Di “Engclave” alam Kerinci terdapat pesona wisata alam seperti air panas bumi di Semurup Kecamatan Air Hangat,- Sumber air panas bumi di Sungai Medang, dan di Sungai Abu Kecamatan Air Hangat Timur, sumber panas bumi juga tersimpan di Kecamatan Gunung Raya.
Kombinasi panorama alam yang indah itu juga menyimpan beraneka ragam Flora dan Fauna, setidaknya terdapat 4.000 jenis Spesies Flora termasuk jenis tanaman langka “Harpulia” dan “Vinus Strain Kerinci” dan kayu sigi, terdapat 139 jenis burung, 37 jenis mamalia, 6 jenis primata dan 3 jenis mahkluk misterius yakni “ Uhang Pandak ” Cigau dan Kuda liar.
Pesona alam Kerinci dengan beraneka ragam flora-fauna dan ke aneka ragaman seni, budaya dan detak ritme kehidupan masyarakatnya yang begitu sempurna adalah sebuah karunia Tuhan yang belum ditemukan dibelahan dunia lain, Alam Kerinci menggambarkan kesaktian atau keajaiban, potensi ini merupakan sebuah anugerah yang tiada ternilai yang diberikan oleh Sang Maha Pencipta.
Dampak perkembangan zaman dan tuntutan pembangunan ketatanegaraan, Kabupaten Kerinci secara admisitrasi telah dimekarkan menjadi 2(dua) daerah otonom Kabupaten dan Kota, yakni Kabupaten Kerinci dan Kota Sungai Penuh. Kedua daerah otonom itu secara adat dan kebudayaan merupakan “ satu kesatuan hukum adat dan satu kultur budaya “ yang tidak dapat dipisahkan, kedua daerah ini ibarat denyut nadi dan nafas kehidupan yang tidak dapat dipisahkan antara satu dengan yang lain.
Dalam dialeg masyarakat disebut kata Kerinci adalah segalanya, Kerinci tidak hanya mejadi nama negeri atau nama daerah, tetapi penduduknya secara adat dan budaya, bahasa, danau, gunung dan hutan serta alamnya selalu menambahkan suku kata Kerinci.Antara masyarakat Kota Sungai Penuh dan masyarakat Kabupaten Kerinci meski secara administrasi bersifat otonom namun dalam kehidupan dan kebudayaan tetap satu dan menyatu dalam satu dialeg, satu bahasa, satu adat istiadat dan satu kebudayaan yang sama yakni “Kerinci”. Dan harus diakui, hingga saat ini sejarah dan budaya Kerinci termasuk tulisan asli Kerinci / aksara Incung belum terdokumentasi dengan baik, sebahagian belum digali dan sebahagian bahagian lainnya telah terlupakan.

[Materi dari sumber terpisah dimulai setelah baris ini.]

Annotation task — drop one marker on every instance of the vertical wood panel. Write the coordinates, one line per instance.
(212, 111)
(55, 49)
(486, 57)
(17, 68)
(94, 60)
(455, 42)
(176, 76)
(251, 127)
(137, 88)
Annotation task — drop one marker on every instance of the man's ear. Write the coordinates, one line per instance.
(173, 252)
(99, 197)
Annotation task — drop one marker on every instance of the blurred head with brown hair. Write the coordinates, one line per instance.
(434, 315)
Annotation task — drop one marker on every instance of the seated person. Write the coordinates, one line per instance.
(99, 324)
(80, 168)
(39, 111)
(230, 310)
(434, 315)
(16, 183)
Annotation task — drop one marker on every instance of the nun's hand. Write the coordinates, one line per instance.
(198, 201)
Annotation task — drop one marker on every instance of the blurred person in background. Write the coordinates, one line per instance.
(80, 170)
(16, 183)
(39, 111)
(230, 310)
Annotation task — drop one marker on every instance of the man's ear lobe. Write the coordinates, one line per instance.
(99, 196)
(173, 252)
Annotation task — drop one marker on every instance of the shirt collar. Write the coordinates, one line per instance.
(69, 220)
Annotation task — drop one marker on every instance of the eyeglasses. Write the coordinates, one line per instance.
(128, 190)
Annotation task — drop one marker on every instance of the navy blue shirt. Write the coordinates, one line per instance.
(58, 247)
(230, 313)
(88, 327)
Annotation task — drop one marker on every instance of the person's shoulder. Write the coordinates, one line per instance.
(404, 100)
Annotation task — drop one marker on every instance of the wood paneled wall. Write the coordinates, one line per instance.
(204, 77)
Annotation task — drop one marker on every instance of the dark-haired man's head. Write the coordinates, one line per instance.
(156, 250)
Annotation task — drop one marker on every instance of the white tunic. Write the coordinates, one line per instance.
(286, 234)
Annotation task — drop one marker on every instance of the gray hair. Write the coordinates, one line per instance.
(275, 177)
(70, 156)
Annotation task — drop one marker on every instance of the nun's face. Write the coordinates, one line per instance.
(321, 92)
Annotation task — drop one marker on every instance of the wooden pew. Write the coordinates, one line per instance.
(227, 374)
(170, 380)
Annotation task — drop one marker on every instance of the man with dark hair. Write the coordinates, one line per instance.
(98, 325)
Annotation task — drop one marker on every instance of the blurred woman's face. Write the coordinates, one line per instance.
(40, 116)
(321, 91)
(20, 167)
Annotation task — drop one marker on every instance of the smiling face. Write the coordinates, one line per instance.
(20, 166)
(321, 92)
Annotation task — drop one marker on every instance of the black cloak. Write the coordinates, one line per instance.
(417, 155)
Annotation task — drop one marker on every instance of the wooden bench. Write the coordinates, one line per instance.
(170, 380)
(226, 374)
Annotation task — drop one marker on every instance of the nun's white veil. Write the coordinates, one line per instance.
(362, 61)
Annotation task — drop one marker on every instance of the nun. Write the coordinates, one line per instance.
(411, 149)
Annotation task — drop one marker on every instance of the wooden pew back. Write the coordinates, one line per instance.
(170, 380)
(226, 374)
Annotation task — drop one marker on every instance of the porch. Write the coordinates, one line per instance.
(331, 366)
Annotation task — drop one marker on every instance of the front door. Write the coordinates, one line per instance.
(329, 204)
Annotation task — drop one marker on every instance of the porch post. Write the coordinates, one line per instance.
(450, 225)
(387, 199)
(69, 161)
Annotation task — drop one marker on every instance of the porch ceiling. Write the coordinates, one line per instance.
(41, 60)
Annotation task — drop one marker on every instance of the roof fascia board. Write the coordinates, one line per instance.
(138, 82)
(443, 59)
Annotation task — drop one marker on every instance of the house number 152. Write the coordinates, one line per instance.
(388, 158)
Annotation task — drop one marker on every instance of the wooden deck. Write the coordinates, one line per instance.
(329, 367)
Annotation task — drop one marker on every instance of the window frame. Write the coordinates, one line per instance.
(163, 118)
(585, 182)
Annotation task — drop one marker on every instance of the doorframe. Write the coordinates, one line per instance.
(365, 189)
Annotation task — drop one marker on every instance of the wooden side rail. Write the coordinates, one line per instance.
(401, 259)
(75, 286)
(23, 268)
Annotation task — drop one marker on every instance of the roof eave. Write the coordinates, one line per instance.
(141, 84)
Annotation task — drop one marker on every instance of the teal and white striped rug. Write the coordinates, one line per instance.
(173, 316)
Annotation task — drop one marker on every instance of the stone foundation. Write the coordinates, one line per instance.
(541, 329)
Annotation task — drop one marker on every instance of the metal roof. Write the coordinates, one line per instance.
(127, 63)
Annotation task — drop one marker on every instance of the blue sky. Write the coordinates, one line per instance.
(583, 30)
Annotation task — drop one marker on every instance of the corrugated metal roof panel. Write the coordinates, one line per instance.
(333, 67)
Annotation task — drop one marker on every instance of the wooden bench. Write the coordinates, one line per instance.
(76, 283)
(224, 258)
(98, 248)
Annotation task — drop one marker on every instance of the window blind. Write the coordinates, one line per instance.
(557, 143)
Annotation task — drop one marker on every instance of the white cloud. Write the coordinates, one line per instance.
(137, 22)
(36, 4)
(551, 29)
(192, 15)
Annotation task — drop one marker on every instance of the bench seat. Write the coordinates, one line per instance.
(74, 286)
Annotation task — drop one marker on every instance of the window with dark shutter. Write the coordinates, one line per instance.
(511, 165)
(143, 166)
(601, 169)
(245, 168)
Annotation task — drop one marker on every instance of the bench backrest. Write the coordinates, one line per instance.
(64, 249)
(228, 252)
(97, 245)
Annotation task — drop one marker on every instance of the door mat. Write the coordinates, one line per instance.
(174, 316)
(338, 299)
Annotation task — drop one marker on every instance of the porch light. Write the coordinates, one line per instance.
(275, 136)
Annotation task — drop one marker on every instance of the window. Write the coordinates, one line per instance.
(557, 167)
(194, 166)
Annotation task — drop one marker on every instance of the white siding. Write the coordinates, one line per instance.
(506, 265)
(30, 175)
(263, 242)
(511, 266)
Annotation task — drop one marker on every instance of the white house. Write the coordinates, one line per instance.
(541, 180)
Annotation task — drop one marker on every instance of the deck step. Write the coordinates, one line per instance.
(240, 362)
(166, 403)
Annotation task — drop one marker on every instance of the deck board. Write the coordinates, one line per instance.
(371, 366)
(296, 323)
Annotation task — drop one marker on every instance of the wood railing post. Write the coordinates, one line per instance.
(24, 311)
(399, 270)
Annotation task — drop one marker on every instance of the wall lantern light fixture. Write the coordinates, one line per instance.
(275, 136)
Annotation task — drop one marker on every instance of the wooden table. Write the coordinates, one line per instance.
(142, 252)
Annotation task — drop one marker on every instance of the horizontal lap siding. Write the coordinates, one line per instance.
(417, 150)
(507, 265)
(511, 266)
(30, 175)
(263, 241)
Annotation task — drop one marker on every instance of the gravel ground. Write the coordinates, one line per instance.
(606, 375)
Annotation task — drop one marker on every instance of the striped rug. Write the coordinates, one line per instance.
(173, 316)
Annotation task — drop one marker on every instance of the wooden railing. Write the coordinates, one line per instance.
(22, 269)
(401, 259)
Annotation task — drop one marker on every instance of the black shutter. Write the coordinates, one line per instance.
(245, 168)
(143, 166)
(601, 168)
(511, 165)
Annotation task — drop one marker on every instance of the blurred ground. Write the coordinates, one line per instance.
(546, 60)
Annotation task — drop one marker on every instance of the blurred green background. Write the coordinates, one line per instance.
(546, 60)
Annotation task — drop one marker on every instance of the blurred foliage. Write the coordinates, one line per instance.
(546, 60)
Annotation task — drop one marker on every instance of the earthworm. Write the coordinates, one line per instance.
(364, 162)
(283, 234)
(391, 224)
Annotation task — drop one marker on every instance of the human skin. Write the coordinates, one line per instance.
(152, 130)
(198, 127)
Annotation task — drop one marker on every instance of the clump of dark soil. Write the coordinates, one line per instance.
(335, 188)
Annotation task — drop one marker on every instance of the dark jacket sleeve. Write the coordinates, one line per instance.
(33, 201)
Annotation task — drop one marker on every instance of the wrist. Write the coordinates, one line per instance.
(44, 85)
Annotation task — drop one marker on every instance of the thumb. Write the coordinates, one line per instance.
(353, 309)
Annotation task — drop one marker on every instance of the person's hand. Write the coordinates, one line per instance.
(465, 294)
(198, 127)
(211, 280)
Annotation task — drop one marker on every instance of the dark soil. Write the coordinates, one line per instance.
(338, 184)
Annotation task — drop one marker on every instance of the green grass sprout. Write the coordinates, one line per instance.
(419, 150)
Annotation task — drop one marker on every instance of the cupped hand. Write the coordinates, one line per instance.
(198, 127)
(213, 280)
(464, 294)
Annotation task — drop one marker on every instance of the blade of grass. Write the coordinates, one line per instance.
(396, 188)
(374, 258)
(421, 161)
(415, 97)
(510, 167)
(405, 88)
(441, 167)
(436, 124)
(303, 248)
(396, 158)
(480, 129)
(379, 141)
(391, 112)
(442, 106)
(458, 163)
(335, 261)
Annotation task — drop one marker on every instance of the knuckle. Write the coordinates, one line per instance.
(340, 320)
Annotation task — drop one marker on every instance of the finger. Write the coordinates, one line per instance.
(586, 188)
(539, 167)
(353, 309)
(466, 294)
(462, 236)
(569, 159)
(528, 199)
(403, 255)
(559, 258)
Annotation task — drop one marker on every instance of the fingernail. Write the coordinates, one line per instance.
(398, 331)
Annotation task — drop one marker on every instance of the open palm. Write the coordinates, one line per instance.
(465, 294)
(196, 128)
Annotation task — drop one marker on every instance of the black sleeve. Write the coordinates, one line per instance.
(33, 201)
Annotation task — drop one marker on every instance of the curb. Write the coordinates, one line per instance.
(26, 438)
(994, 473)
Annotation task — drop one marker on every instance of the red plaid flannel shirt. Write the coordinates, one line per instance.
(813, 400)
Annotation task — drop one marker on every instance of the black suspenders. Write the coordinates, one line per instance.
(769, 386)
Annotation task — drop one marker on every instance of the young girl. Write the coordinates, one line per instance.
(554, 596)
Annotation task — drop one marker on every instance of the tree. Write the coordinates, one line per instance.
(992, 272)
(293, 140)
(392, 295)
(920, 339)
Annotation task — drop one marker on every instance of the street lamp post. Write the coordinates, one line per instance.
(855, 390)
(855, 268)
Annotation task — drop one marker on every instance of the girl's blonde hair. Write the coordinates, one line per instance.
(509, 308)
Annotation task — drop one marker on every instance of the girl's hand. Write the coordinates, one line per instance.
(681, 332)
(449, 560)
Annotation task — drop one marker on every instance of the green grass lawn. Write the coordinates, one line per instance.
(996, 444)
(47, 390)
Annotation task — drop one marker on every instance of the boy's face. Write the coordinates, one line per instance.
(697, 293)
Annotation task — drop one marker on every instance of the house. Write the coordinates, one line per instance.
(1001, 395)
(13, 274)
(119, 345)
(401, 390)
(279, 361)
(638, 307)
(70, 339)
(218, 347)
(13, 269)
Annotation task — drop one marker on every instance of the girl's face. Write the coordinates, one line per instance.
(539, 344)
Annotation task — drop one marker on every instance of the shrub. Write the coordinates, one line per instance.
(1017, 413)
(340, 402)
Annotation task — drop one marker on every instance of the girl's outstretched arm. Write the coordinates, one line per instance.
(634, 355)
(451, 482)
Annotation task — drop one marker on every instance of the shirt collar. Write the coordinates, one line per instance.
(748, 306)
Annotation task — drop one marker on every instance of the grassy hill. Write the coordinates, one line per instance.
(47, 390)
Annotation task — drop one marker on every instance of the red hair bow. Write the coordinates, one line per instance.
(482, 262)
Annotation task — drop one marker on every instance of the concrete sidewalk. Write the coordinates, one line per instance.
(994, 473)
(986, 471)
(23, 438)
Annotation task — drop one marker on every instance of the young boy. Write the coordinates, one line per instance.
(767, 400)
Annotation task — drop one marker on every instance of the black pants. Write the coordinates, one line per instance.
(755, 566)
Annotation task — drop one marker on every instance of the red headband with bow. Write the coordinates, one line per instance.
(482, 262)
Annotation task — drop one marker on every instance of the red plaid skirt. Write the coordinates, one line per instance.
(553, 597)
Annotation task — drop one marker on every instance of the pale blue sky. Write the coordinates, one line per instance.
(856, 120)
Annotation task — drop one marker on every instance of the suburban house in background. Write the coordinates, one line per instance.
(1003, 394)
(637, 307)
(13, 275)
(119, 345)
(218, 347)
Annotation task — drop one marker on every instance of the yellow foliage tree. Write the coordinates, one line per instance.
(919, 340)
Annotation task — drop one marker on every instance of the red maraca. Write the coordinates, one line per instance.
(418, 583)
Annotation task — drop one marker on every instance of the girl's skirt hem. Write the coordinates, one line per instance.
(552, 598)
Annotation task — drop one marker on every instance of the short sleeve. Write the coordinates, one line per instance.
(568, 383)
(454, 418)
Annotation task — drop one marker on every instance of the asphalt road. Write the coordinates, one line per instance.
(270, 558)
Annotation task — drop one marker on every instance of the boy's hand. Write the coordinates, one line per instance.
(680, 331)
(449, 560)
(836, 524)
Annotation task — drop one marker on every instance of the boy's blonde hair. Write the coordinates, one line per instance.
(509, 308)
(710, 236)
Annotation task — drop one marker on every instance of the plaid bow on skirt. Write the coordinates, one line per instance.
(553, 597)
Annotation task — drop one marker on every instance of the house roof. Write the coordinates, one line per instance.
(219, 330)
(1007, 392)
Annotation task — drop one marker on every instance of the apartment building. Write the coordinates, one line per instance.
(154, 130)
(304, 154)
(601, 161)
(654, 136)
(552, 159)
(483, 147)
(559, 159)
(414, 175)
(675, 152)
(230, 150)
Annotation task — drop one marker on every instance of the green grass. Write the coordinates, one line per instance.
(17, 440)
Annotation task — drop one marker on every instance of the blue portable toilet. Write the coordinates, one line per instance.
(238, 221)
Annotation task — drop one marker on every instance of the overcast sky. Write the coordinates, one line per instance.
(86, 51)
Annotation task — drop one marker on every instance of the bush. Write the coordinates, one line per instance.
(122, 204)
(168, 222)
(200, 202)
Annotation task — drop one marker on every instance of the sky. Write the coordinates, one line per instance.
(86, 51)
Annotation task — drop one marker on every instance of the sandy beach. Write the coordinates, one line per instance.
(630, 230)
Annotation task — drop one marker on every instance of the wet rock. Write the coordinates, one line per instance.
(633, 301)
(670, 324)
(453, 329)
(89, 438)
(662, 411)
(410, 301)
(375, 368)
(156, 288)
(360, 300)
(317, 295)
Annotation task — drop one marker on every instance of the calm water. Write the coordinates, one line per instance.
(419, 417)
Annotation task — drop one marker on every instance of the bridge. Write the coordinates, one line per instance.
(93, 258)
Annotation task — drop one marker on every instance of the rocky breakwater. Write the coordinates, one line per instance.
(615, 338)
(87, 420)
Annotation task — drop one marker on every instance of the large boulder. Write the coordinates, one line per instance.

Para peneliti dan budayawan menyebutkan, hamparan luas renah alam Kerinci merupakan bahagian pusat alam Melayu,- menurut ANTHONI. J. WHITTEN Kawasan alam Kerinci telah didiami manusia semenjak 10.000.Tahun SM. Hasil penelitian dan catatan sejarah menyebutkan, kelompok manusia yang pertama kali datang ke alam Kerinci disebut dengan nama ” Kecik Wok Gedang Wok”. Kelompok ini menurut pakar di duga kuat merupakan manusia pertama yang mendiami Pulau Sumatera, Penyebutan Kecik Wok Gedang Wok diberikan karena kelompok manusia ini belum memiliki nama panggilan – diantara sesama mereka, mereka bertegur sapa dengan sebutan Wok
Peneliti asal Amerika Serikat yang melakukan penelitian pada tahun 1973 bersama tim Lembaga Purbakala dan peninggalan Nasional menyebutkan ” Suku Bangsa Kerinci “ lebih tua dibandingkan dari Suku Bangsa INKA ( Indian) di Amerika,- salah satu bukti adalah tentang manusia Kecik Wok Gedang Wok yang belum memiliki nama panggilan secara individu, sedangkan Bangsa / Suku Indian telah memiliki nama seperti Big Buffalo ( Kerbau Besar ) Little Fire (Api Kecil).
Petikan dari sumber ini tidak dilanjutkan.